If you don't mind my asking - where did you purchase it from? I'm desperate for a new one!


----------



## lucylastic (Apr 9, 2011)

Wild Country New Dipper Chalk Bag | GO Outdoors

Don't know if you have a branch near you, but that's where I got it. Right size, right price, and has a belt too.


----------



## Holtie (May 30, 2012)

lucylastic said:


> Wild Country New Dipper Chalk Bag | GO Outdoors
> 
> Don't know if you have a branch near you, but that's where I got it. Right size, right price, and has a belt too.


Thank you for that info - really appreciated! Will go and get one!! (Well, not now, of course!) :thumbup:


----------



## lucylastic (Apr 9, 2011)

Best wait till tomorrow. You may be arrested if you get one tonight.


----------



## Holtie (May 30, 2012)

lucylastic said:


> Best wait till tomorrow. You may be arrested if you get one tonight.


Well, alright if I have to! I know I'm desperate for a new one but a few more hours won't hurt!
Hang on - it is tomorrow/today!!


----------



## lucylastic (Apr 9, 2011)

Used it today and it is definitely the best I've had. Seriously. Get one. Top tip though. Take the lining from an old treat bag and use that as a liner.


----------



## smokeybear (Oct 19, 2011)

lucylastic said:


> Used it today and it is definitely the best I've had. Seriously. Get one. Top tip though. Take the lining from an old treat bag and use that as a liner.

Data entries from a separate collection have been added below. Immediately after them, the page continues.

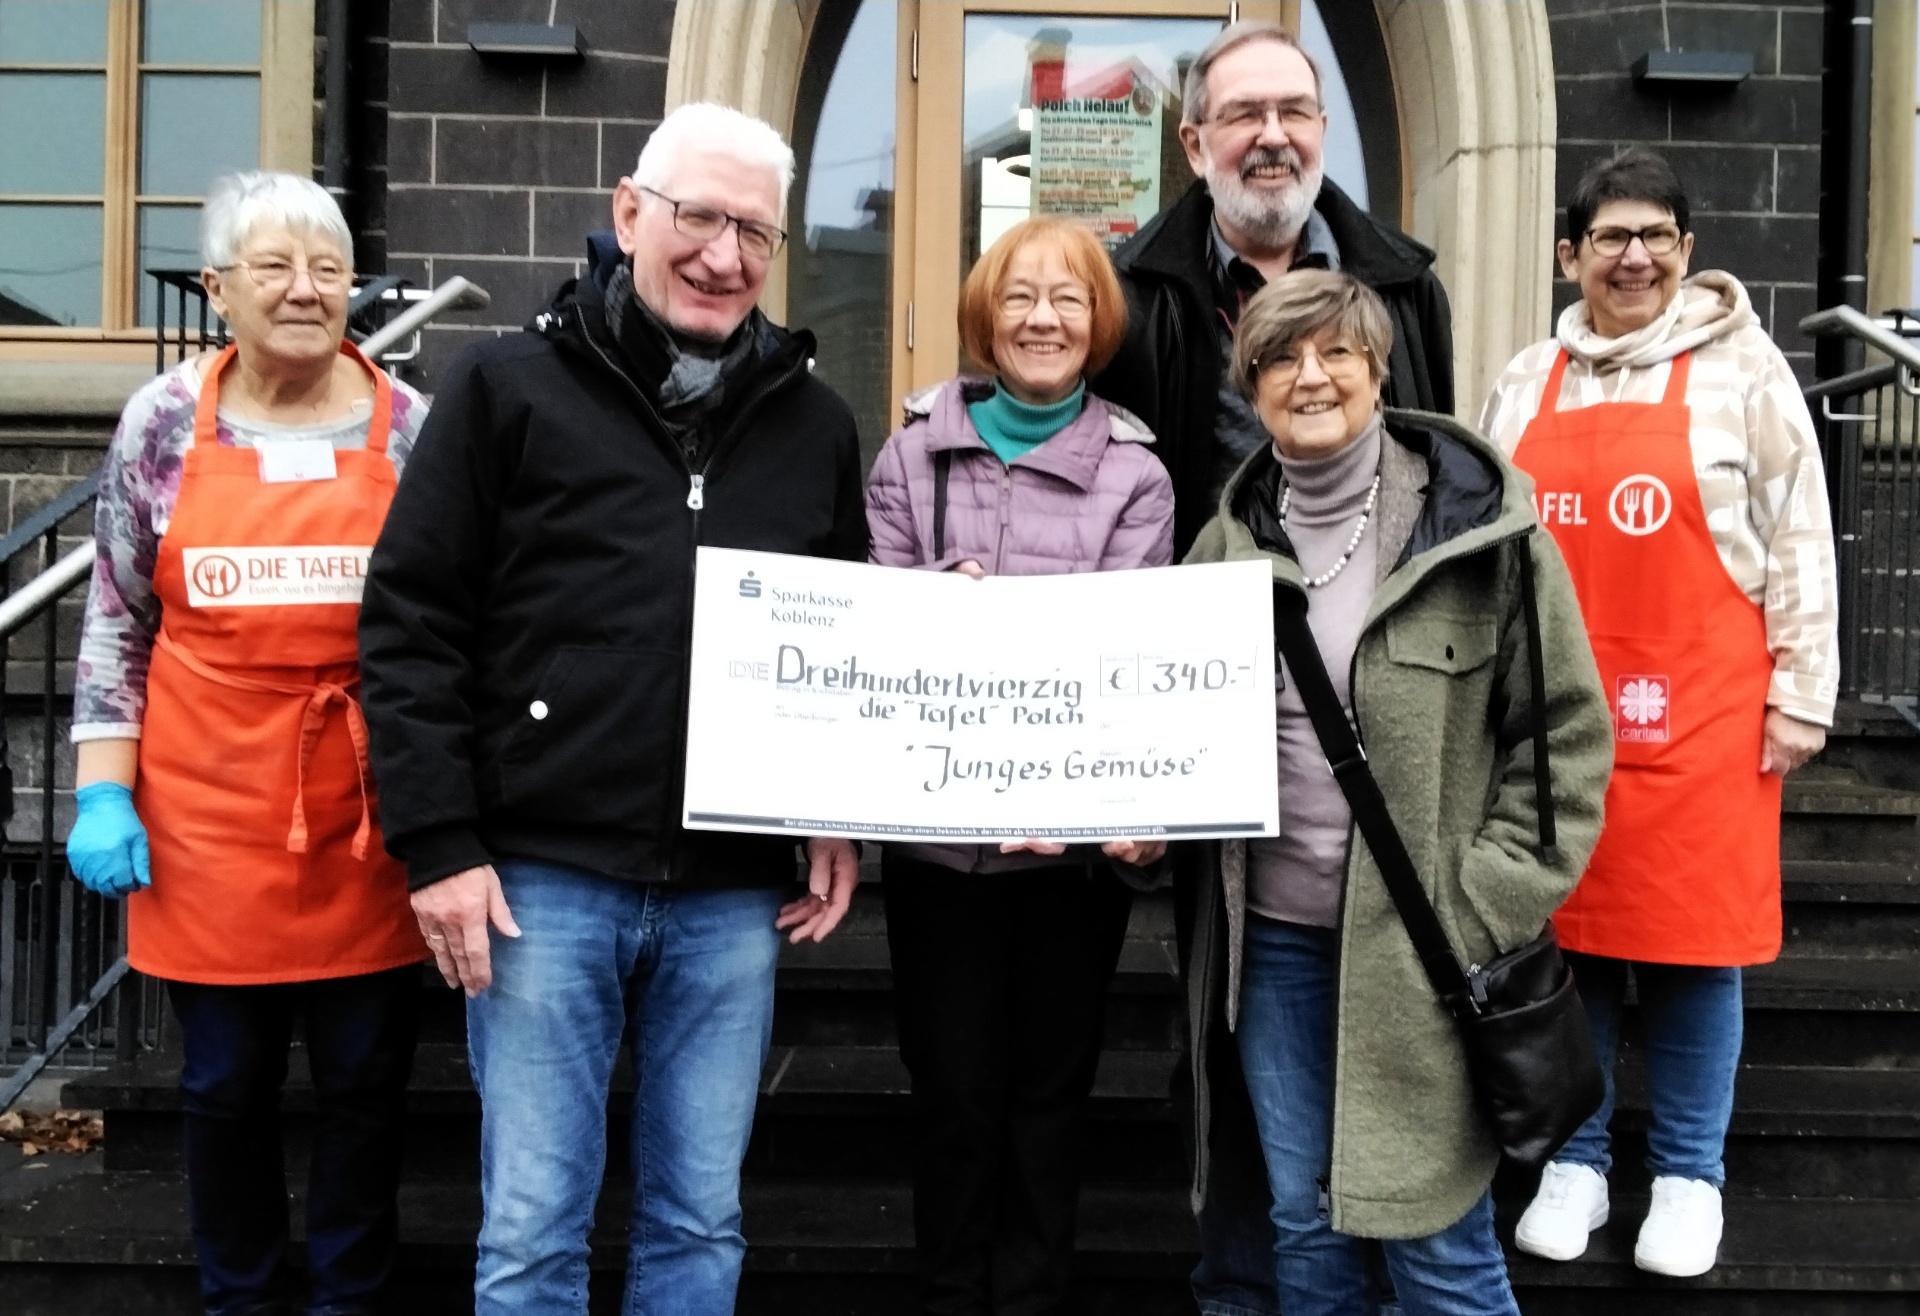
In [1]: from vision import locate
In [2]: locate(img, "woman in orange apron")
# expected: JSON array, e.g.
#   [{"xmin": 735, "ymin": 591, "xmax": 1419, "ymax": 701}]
[
  {"xmin": 67, "ymin": 172, "xmax": 430, "ymax": 1316},
  {"xmin": 1478, "ymin": 150, "xmax": 1838, "ymax": 1280}
]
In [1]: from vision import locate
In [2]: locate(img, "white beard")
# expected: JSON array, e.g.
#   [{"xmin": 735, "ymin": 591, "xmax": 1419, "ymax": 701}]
[{"xmin": 1209, "ymin": 155, "xmax": 1323, "ymax": 253}]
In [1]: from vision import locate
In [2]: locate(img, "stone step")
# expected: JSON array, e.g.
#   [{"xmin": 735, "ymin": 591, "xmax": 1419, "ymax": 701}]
[
  {"xmin": 1781, "ymin": 858, "xmax": 1920, "ymax": 904},
  {"xmin": 282, "ymin": 929, "xmax": 1920, "ymax": 1056},
  {"xmin": 1, "ymin": 1167, "xmax": 1915, "ymax": 1315},
  {"xmin": 70, "ymin": 1044, "xmax": 1920, "ymax": 1197}
]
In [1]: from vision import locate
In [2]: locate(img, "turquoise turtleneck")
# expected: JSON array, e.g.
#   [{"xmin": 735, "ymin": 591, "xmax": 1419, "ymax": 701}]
[{"xmin": 967, "ymin": 380, "xmax": 1087, "ymax": 465}]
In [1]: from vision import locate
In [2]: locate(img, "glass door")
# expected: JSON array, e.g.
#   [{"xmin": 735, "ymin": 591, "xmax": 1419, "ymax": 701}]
[{"xmin": 901, "ymin": 0, "xmax": 1291, "ymax": 391}]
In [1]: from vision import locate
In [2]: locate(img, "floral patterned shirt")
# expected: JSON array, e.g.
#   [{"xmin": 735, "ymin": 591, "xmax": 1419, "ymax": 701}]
[{"xmin": 72, "ymin": 356, "xmax": 429, "ymax": 741}]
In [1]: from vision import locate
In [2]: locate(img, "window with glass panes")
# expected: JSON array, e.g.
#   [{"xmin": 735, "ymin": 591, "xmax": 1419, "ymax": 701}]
[{"xmin": 0, "ymin": 0, "xmax": 295, "ymax": 336}]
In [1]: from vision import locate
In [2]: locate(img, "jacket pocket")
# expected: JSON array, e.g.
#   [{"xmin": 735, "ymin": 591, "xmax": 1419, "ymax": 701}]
[
  {"xmin": 1384, "ymin": 613, "xmax": 1499, "ymax": 676},
  {"xmin": 499, "ymin": 646, "xmax": 680, "ymax": 832}
]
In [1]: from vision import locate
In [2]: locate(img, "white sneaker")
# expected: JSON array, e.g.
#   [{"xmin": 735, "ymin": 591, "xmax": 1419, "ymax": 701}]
[
  {"xmin": 1514, "ymin": 1161, "xmax": 1610, "ymax": 1261},
  {"xmin": 1634, "ymin": 1176, "xmax": 1724, "ymax": 1277}
]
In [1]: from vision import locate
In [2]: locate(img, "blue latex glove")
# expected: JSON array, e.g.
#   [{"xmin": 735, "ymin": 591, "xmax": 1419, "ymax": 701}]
[{"xmin": 66, "ymin": 782, "xmax": 151, "ymax": 898}]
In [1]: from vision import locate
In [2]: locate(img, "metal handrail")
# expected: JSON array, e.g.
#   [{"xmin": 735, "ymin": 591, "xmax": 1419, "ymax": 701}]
[
  {"xmin": 1804, "ymin": 362, "xmax": 1898, "ymax": 401},
  {"xmin": 0, "ymin": 276, "xmax": 489, "ymax": 647},
  {"xmin": 1800, "ymin": 305, "xmax": 1920, "ymax": 374}
]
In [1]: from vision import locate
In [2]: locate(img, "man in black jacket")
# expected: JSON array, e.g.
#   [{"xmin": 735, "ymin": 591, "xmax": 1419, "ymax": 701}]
[
  {"xmin": 1094, "ymin": 22, "xmax": 1453, "ymax": 556},
  {"xmin": 358, "ymin": 102, "xmax": 865, "ymax": 1316},
  {"xmin": 1089, "ymin": 24, "xmax": 1457, "ymax": 1316}
]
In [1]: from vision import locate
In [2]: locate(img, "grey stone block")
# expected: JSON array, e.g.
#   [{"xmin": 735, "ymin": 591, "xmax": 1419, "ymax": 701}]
[
  {"xmin": 542, "ymin": 52, "xmax": 667, "ymax": 121},
  {"xmin": 388, "ymin": 45, "xmax": 541, "ymax": 116},
  {"xmin": 534, "ymin": 189, "xmax": 614, "ymax": 259},
  {"xmin": 436, "ymin": 118, "xmax": 599, "ymax": 189},
  {"xmin": 388, "ymin": 186, "xmax": 530, "ymax": 257}
]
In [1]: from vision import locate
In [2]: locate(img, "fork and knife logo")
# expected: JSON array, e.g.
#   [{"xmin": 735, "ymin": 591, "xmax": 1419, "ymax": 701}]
[{"xmin": 1607, "ymin": 474, "xmax": 1671, "ymax": 537}]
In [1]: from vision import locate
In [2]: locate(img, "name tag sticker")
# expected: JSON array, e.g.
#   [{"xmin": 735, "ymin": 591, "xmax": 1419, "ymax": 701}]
[{"xmin": 257, "ymin": 440, "xmax": 337, "ymax": 484}]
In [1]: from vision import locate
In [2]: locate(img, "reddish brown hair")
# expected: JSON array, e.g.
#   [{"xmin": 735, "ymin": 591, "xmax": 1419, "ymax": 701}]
[{"xmin": 957, "ymin": 217, "xmax": 1128, "ymax": 377}]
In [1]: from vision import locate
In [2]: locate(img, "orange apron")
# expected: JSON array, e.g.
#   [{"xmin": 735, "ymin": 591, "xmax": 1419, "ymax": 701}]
[
  {"xmin": 1512, "ymin": 350, "xmax": 1781, "ymax": 967},
  {"xmin": 128, "ymin": 343, "xmax": 424, "ymax": 984}
]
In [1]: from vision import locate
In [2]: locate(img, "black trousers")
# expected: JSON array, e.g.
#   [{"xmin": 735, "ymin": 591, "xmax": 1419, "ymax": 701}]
[
  {"xmin": 882, "ymin": 851, "xmax": 1135, "ymax": 1316},
  {"xmin": 168, "ymin": 966, "xmax": 420, "ymax": 1316}
]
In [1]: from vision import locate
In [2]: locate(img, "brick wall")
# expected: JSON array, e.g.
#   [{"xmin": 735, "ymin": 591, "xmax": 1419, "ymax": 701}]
[
  {"xmin": 1546, "ymin": 0, "xmax": 1826, "ymax": 382},
  {"xmin": 383, "ymin": 0, "xmax": 674, "ymax": 383}
]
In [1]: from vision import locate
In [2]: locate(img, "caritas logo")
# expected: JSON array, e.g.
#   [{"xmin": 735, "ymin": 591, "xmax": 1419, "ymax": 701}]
[{"xmin": 1616, "ymin": 674, "xmax": 1671, "ymax": 743}]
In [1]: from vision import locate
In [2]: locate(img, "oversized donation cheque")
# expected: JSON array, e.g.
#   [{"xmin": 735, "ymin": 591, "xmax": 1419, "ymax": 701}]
[{"xmin": 682, "ymin": 548, "xmax": 1280, "ymax": 842}]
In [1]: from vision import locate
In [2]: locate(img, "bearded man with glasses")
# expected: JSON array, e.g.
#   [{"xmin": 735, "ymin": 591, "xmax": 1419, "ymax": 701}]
[
  {"xmin": 1092, "ymin": 21, "xmax": 1454, "ymax": 560},
  {"xmin": 358, "ymin": 101, "xmax": 867, "ymax": 1316}
]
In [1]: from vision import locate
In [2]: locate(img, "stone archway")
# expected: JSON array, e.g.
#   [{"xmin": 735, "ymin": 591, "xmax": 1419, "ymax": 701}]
[
  {"xmin": 1377, "ymin": 0, "xmax": 1557, "ymax": 411},
  {"xmin": 665, "ymin": 0, "xmax": 1558, "ymax": 415}
]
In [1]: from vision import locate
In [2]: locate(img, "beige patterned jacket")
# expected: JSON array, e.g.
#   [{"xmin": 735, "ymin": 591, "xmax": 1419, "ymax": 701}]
[{"xmin": 1478, "ymin": 271, "xmax": 1839, "ymax": 726}]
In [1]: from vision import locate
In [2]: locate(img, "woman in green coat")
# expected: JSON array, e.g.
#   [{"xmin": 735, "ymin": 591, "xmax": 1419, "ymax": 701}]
[{"xmin": 1184, "ymin": 271, "xmax": 1614, "ymax": 1314}]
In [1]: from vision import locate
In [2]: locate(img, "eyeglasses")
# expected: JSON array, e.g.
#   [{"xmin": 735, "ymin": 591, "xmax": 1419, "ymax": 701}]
[
  {"xmin": 998, "ymin": 287, "xmax": 1092, "ymax": 320},
  {"xmin": 1583, "ymin": 224, "xmax": 1683, "ymax": 258},
  {"xmin": 220, "ymin": 257, "xmax": 352, "ymax": 294},
  {"xmin": 1208, "ymin": 98, "xmax": 1321, "ymax": 134},
  {"xmin": 639, "ymin": 186, "xmax": 787, "ymax": 260},
  {"xmin": 1253, "ymin": 340, "xmax": 1371, "ymax": 386}
]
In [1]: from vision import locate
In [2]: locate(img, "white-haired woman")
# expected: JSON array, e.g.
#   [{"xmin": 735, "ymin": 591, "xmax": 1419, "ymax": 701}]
[{"xmin": 67, "ymin": 170, "xmax": 429, "ymax": 1316}]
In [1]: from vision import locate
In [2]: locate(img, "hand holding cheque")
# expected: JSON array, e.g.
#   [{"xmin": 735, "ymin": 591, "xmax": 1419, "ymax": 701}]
[{"xmin": 682, "ymin": 548, "xmax": 1280, "ymax": 844}]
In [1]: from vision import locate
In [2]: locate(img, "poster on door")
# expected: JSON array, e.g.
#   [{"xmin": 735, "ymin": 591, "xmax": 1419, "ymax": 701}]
[{"xmin": 1029, "ymin": 54, "xmax": 1163, "ymax": 248}]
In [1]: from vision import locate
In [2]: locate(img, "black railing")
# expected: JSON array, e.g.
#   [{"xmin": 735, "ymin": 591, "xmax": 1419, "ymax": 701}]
[
  {"xmin": 148, "ymin": 270, "xmax": 230, "ymax": 374},
  {"xmin": 1801, "ymin": 307, "xmax": 1920, "ymax": 725},
  {"xmin": 0, "ymin": 477, "xmax": 166, "ymax": 1110}
]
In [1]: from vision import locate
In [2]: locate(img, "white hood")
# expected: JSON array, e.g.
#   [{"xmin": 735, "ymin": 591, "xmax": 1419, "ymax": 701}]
[{"xmin": 1555, "ymin": 270, "xmax": 1756, "ymax": 372}]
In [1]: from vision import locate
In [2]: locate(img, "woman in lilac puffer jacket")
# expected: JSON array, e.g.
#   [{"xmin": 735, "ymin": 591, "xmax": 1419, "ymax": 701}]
[{"xmin": 864, "ymin": 217, "xmax": 1174, "ymax": 1316}]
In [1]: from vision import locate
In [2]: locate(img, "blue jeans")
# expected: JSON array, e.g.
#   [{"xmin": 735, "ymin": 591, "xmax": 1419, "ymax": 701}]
[
  {"xmin": 168, "ymin": 967, "xmax": 419, "ymax": 1316},
  {"xmin": 467, "ymin": 860, "xmax": 786, "ymax": 1316},
  {"xmin": 1555, "ymin": 952, "xmax": 1743, "ymax": 1184},
  {"xmin": 1237, "ymin": 917, "xmax": 1517, "ymax": 1316}
]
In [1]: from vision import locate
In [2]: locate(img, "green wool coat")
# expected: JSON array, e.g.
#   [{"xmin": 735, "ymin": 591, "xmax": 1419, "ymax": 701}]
[{"xmin": 1184, "ymin": 410, "xmax": 1614, "ymax": 1239}]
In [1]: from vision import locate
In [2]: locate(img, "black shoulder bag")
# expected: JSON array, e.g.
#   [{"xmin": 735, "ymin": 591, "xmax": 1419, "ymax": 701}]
[{"xmin": 1271, "ymin": 581, "xmax": 1603, "ymax": 1169}]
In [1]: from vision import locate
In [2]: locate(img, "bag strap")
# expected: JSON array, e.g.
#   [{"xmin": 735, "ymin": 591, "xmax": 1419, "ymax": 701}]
[
  {"xmin": 932, "ymin": 449, "xmax": 952, "ymax": 560},
  {"xmin": 1270, "ymin": 586, "xmax": 1472, "ymax": 1008},
  {"xmin": 1517, "ymin": 533, "xmax": 1558, "ymax": 853}
]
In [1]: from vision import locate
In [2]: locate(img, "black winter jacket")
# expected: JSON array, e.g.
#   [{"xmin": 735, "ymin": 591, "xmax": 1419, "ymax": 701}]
[
  {"xmin": 1092, "ymin": 179, "xmax": 1455, "ymax": 553},
  {"xmin": 359, "ymin": 278, "xmax": 867, "ymax": 890}
]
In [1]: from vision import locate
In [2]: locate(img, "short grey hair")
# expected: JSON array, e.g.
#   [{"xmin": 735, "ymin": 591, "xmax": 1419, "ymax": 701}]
[
  {"xmin": 1181, "ymin": 22, "xmax": 1324, "ymax": 125},
  {"xmin": 634, "ymin": 101, "xmax": 796, "ymax": 221},
  {"xmin": 199, "ymin": 171, "xmax": 353, "ymax": 270},
  {"xmin": 1231, "ymin": 270, "xmax": 1392, "ymax": 401}
]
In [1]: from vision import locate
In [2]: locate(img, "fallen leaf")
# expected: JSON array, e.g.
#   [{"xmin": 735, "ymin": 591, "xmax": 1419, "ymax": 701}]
[{"xmin": 0, "ymin": 1108, "xmax": 105, "ymax": 1155}]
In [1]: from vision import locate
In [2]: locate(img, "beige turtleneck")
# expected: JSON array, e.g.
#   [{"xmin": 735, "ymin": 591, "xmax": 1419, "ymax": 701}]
[{"xmin": 1249, "ymin": 413, "xmax": 1384, "ymax": 929}]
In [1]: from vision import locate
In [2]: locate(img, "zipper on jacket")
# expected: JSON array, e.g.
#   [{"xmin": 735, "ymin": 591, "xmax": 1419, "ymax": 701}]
[
  {"xmin": 993, "ymin": 466, "xmax": 1014, "ymax": 572},
  {"xmin": 576, "ymin": 319, "xmax": 807, "ymax": 878}
]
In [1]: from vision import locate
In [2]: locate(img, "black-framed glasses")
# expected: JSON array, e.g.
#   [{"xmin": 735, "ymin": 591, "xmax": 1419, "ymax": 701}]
[
  {"xmin": 1583, "ymin": 224, "xmax": 1683, "ymax": 258},
  {"xmin": 638, "ymin": 185, "xmax": 787, "ymax": 260}
]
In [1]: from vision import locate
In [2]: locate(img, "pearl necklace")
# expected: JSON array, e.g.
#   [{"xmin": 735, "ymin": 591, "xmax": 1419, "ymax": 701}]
[{"xmin": 1280, "ymin": 471, "xmax": 1381, "ymax": 589}]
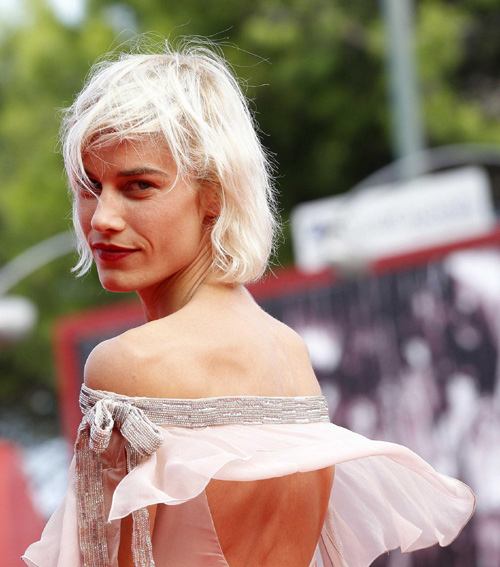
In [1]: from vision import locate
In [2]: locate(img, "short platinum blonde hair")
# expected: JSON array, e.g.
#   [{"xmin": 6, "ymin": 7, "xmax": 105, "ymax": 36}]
[{"xmin": 61, "ymin": 40, "xmax": 279, "ymax": 284}]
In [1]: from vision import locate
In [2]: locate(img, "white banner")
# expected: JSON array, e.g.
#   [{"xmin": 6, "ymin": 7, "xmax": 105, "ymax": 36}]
[{"xmin": 292, "ymin": 167, "xmax": 496, "ymax": 272}]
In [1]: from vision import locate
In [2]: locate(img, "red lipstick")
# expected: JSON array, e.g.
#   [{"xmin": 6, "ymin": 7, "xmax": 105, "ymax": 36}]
[{"xmin": 92, "ymin": 244, "xmax": 139, "ymax": 262}]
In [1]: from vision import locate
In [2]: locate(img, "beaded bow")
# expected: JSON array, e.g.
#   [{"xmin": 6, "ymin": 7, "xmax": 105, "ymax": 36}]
[{"xmin": 76, "ymin": 395, "xmax": 163, "ymax": 567}]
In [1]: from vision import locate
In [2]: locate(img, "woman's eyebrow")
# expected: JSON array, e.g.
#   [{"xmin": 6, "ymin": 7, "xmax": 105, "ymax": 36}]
[{"xmin": 118, "ymin": 167, "xmax": 169, "ymax": 177}]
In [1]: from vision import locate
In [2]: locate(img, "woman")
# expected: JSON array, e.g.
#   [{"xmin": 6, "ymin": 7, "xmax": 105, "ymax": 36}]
[{"xmin": 23, "ymin": 40, "xmax": 474, "ymax": 567}]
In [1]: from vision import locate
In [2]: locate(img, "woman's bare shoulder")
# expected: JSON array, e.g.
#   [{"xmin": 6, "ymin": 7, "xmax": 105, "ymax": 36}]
[
  {"xmin": 261, "ymin": 313, "xmax": 323, "ymax": 396},
  {"xmin": 83, "ymin": 302, "xmax": 322, "ymax": 399},
  {"xmin": 83, "ymin": 317, "xmax": 202, "ymax": 399}
]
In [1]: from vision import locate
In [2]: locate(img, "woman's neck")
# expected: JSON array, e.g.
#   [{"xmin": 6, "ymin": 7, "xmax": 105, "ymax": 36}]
[{"xmin": 137, "ymin": 243, "xmax": 215, "ymax": 320}]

Yes that is the only downside to chalk bags although I have often used them inside out.

I tend to put a Karabinier on the bag to clip onto my belt loops etc.


----------



## WhatWouldSidDo (Nov 17, 2012)

smokeybear said:


> The best treat bags are chalk bags designed for rock climbers!


Good call, Just had a look at these and they seem very good


----------